What do employers want to see on my online portfolio?

Hiya,

I’m a front end web developer and currently I’m in the process of redoing my online portfolio.
When I had graduated from my Web Development course it was highly recommended we all make ourselves a portfolio, showcasing our work from our studies.

I have since graduated and have been working in Web for a few years now so I’m curious to know what employers look for in a portfolio when they are looking to hire a front end developer. I’ve been through a few interviews in my time and some employers don’t even bother to check my portfolio, where as some have looked at every inch of my site right down to the code, to even giving me suggestions on how I could have done something better.

I’ve also switched jobs recently and work for a much bigger company, I do a lot of HTML/CSS as part of my role, but most of the time its just styling small bits and bobs here and there, is that worthy to even mention that on my portfolio? or as a front end dev should you only show full sites you’ve built? - what if I don’t get to create a full site, how do I tell people I’ve worked on aspects or portions of a website?

I guess my question is how do I let prospective employers know what work is mine, how I code and what it looks like?
I’m not too flashy on the jQuery (I know and I call myself a front end dev!) and I’m currently learning and want to put up a blog of things that I have learned, do you think this will negatively impact me in some way?

Any suggestions/advice/help on this topic would be greatly appreciated.
Would love to hear what you put on your portfolio and what you think may also be good ideas.

Cheers

Hi there,

I’ve been also done in that. When I applied here in our company, our president review all of the sites that I’ve done and I think the only reason they are looking for your portfolio is to clear their minds that the person who is applying is worth to do the job.

You say what work is yours. Make yourself look good. Never lie or be dishonest or unethical when promoting yourself.

exactly… Even if you lie, they’ll still know if you’re telling the truth :slight_smile:

@elbabyyeh ;

As someone who has hired front-end developers recently, I would recommend that you choose the sites that you originally have from design school, but only show the ones that you believe the company interviewing may like to see. While it is impossible to know, you can generally, read about the company on their site, blogs, press-releases or by talking with people that do/have worked for them.

By learning about a company you are showing initiative beyond your design capabilities. This can be a nice influencing mechanism.

If while working on the bits of code that you have strewn throughout the big-companies’ website, you have scripted any more modern web work like media query usage, jQuery (keep on plugging away on this, many employers know about it), and emerging CSS 3, and dare I say HTML 5 - even if you don’t agree with HTML 5 it is helpful to demonstrate knowledge to defend your position.

Show some modern stuff your doing.
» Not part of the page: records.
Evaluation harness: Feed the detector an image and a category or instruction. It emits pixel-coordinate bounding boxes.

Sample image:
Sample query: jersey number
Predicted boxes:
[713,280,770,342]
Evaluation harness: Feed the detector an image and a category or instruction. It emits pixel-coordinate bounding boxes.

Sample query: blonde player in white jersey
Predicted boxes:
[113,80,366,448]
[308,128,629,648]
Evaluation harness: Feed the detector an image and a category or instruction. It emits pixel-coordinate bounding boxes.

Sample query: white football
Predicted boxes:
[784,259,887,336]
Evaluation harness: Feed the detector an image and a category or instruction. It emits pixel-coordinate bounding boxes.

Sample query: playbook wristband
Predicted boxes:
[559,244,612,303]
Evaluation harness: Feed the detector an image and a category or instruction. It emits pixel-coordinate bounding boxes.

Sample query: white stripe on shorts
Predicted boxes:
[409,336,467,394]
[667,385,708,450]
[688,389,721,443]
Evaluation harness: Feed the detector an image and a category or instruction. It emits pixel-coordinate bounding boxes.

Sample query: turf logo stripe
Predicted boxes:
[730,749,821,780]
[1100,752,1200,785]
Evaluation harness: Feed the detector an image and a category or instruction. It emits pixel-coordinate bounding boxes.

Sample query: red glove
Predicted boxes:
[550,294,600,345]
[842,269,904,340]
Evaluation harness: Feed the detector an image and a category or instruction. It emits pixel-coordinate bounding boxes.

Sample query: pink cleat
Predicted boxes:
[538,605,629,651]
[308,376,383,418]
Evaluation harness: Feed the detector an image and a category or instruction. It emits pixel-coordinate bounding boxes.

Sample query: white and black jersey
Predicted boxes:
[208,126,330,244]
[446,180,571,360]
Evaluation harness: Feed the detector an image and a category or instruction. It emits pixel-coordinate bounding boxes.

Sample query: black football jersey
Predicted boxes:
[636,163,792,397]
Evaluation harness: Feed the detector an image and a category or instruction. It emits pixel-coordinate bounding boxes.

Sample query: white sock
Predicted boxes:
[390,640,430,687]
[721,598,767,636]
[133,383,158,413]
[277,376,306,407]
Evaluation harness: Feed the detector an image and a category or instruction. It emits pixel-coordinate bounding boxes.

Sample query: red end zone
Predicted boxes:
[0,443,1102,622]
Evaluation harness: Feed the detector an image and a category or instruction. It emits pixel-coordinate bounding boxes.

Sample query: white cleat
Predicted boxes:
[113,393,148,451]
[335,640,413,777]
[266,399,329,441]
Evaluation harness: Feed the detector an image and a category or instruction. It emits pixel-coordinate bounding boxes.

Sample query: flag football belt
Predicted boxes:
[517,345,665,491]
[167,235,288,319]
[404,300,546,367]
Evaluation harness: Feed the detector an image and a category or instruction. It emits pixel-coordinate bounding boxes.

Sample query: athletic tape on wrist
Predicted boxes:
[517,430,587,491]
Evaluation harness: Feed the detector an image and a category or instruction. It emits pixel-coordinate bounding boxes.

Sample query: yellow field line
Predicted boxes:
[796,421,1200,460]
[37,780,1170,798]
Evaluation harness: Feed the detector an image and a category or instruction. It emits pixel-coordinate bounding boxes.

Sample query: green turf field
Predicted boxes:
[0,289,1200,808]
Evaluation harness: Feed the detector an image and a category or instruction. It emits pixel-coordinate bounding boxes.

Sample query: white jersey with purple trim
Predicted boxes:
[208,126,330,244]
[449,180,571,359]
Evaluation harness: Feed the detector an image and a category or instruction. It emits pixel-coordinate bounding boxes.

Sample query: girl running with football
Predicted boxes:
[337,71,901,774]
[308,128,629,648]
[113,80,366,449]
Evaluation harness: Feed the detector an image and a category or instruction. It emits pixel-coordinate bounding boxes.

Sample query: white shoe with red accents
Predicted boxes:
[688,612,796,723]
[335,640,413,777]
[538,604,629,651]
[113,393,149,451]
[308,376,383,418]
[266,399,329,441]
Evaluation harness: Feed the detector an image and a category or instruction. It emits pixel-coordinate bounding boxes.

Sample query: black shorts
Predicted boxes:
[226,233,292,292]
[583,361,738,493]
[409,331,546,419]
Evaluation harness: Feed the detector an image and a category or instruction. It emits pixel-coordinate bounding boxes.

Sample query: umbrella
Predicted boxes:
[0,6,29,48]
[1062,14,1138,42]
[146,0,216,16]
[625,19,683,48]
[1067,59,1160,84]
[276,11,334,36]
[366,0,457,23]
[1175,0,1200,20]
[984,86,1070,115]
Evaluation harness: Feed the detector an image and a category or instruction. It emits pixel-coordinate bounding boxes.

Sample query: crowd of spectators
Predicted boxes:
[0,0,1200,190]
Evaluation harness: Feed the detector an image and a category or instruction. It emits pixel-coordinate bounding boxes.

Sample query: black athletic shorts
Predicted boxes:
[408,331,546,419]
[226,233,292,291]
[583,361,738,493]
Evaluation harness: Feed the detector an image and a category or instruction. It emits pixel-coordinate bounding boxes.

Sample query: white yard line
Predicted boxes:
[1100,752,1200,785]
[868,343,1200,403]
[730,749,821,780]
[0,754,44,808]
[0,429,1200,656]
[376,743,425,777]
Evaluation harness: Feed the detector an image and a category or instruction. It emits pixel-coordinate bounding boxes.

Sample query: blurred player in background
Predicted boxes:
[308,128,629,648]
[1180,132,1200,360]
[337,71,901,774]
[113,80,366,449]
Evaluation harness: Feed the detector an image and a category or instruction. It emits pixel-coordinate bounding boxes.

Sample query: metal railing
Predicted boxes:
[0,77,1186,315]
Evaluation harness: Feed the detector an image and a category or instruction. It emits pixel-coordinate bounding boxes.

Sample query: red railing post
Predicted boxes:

Yes it is more work and you may be tired of doing it once you get home, but by advancing ideas and designs that you can not realize at your production orient work, can demonstrate your skill, and that you stay current. This is important to those hiring you.

Finally you can speak about how you have also fit into a larger team to do production level scripting so it does not always ‘have to be about’ doing full sites for you. I know if I was hiring you, I would see this. Give some examples of some of the more interesting/innovative pieces you have done at the larger company.

Doing these things will show potential companies that you court that you ‘go the extra mile’, care about what you do, a team player, have knowledge, and are a hard-worker; all things that employers are starved to see.

I can tell you when I hire developers, it sometimes takes 100 or more interviews before I find someone with these qualities and I snap them up faster than I can type (which by the way is only medium fast :wink: )

Regards,
Steve

Have your own website.

Put together different categories of your design/code there. Build a library of projects.

Employers only want to see if your skill is more than enough to what they need.

Show them you are capable and you won’t have a problem.

This is a great idea. When we hire people we look for people who are genuinely interested in what they do, rather than people who just do it as a job. If someone has a genuine interest they will create their own site to demonstrate their code, they will experiment and they will be able to talk passionately about things they have done.

Someone who just does what their previous employer asked of them, and then went home, isn’t someone who lives and breathes the work - it’s this desire employers want to see, and rarely find.

When employer hired their employee normally see your previous work experience. how long have you been doing this work?

Being this thread is three months old, do you really believe there is still a discussion going on here? Please don’t resurrect dead threads.